As I attempt to be a “good learner” of sewing, I frequently find myself facing directional decisions. Which way to go, what advice do I take on board, who is an “authoritative figure” in this instance and who is here for themselves.
For me, this has raised many questions regarding how networks are made and how does information flow.
It is usually beneficial to be connected to those who have a good view of what is going on. Information and knowledge is often shared [intentionally or unintentionally] with trusted others, close by. Information leaks and flows, but never too far. Board members who are connected to other highly-aware Board members, have a higher probability of finding out more — but the range is limited.

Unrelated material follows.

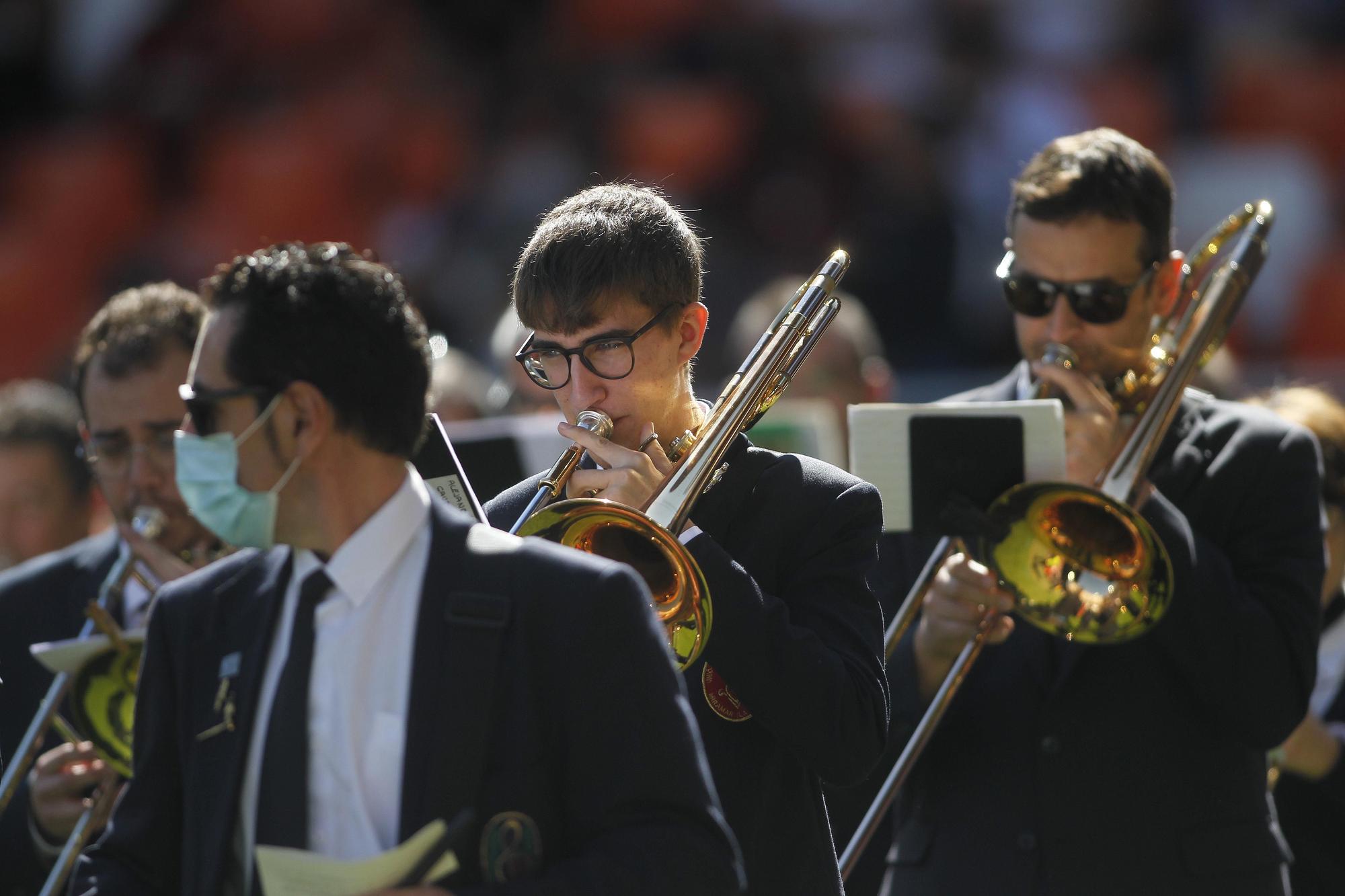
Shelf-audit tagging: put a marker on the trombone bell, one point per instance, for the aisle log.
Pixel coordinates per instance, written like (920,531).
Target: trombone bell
(609,529)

In his article, Siemens (2011) goes on further to state that these networks have always existed, but now through social networking sites, these networks are very explicit. He looked at ways to qualitatively analyse the how and why information flows through networks. He suggests looking at the individual and the context for which they are posting as to why someone is more likely to be followed. But most importantly, he suggests that it is the message the individual is conveying.
Siemens indicates that relevance and resonance are important factors for knowledge flow.
As a learner of sewing, engaging with various networks of people, I differentiate ‘good advice’ from ‘bad advice’ by how many followers someone has, the scope of their comments, the context the individual finds them-self in, and more importantly, if what they say resonates with my current knowledge and experience and the experience of others in the network.